Barbara Tipton
Calgary, Canada
Much of the work I exhibit is sculptural, intended mainly for the wall. However, it almost always references the vessel and my pervading interest in domestic ware. I have made pots and taught wheelthrowing for years, though I rarely exhibit it. And, much as I’ve wanted to, I have never made sets of dinnerware – only individual pieces.
Being invited to participate in DinnerWorks, provided a wonderful opportunity for me to try new things I’d hoped to do one day. The work is porcelain; slightly squared dinner plates and bowls. My desire was for the work to be light and usable, yet partially altered. Rather than cups, the verticality of iced tea/water tumblers seems more suitable to offset the horizontals of the plates and bowls.

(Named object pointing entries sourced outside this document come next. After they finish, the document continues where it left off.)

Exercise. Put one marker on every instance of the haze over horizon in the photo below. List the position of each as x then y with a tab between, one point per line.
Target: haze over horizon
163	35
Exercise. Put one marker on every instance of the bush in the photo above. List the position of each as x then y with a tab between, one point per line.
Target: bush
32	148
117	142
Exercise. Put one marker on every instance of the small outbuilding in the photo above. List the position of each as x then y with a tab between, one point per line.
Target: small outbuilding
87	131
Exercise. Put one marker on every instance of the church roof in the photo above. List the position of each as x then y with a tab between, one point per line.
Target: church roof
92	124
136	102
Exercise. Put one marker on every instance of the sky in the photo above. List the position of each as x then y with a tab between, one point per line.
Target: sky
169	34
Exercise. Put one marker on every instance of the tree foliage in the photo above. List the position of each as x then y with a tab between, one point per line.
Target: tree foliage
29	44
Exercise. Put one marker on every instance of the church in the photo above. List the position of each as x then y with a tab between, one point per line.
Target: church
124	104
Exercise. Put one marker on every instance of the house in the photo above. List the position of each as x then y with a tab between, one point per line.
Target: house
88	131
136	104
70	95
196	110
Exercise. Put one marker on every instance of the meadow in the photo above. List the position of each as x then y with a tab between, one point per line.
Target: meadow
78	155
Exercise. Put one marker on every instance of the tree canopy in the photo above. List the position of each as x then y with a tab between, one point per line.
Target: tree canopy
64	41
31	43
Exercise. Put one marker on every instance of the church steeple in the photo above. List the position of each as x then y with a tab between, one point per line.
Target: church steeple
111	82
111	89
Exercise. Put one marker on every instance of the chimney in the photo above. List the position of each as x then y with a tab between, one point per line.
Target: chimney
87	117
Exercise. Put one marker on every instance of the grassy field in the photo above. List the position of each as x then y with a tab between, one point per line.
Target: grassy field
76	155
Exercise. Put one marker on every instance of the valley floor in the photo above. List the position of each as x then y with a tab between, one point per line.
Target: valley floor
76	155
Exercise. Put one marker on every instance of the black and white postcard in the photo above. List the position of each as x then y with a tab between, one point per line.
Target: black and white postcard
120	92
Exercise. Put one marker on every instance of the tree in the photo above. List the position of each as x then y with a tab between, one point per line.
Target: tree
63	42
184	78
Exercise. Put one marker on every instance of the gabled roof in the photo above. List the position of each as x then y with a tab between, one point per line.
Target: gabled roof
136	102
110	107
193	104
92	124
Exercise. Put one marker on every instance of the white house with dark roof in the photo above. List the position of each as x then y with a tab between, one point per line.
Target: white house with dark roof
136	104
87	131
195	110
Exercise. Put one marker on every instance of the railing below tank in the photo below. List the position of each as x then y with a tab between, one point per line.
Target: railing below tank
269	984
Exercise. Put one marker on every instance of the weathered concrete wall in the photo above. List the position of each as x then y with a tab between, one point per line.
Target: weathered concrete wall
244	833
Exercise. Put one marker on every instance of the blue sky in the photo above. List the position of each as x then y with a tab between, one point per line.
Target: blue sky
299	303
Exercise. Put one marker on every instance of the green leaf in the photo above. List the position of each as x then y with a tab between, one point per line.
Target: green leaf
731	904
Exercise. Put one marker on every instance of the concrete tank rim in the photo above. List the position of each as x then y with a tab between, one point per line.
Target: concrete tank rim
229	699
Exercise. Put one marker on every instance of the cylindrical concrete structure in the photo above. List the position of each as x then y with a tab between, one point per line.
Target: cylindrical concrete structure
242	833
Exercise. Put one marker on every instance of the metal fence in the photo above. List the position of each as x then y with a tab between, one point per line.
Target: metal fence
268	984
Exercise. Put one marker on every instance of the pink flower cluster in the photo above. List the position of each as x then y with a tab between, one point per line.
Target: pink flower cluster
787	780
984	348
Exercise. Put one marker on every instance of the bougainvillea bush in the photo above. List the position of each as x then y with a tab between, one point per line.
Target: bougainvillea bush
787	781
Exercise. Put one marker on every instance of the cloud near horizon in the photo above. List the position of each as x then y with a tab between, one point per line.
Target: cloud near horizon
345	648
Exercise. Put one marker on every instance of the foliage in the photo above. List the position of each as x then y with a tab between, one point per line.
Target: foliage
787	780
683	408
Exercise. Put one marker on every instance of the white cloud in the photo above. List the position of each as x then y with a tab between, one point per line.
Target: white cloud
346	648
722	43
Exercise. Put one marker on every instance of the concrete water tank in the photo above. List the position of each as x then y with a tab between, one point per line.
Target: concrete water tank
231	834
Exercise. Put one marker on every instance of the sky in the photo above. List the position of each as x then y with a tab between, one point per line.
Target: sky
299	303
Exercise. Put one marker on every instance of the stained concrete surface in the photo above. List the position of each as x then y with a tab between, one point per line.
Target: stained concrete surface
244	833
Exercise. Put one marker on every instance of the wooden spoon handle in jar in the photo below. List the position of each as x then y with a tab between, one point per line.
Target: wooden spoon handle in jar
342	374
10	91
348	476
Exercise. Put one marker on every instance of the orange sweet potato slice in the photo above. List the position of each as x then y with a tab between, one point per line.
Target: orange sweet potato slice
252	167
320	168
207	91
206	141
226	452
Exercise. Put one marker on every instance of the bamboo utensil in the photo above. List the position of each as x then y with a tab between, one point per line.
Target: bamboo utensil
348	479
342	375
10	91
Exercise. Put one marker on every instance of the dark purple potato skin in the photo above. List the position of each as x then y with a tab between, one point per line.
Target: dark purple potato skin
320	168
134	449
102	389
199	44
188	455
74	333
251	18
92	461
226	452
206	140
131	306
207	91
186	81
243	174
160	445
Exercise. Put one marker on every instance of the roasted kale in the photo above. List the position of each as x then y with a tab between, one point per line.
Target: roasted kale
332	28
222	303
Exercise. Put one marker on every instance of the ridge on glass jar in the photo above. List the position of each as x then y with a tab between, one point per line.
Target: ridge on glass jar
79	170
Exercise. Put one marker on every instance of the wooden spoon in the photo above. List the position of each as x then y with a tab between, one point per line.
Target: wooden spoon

For some time now I’ve been drawing leaves and plant parts on my own utilitarian work, and as a gardener with more desire than time or skill, I’ve always loved the illustrations from early herbals. Most of the illustrations on the central decals originated from Richard G. Hatton’s Handbook of Plant and Floral Ornament, which primarily contains reproductions of 16th-century woodcuts. This Dover book, last published in 1999, is a reprint of an earlier 1909 work. Authors of the original herbals often borrowed wood blocks from previous publications or copied the images with only slight alteration. My own illustrations have been redrawn and “hand” colored electronically – fitting, I hope, this particular lineage of botanical illustration.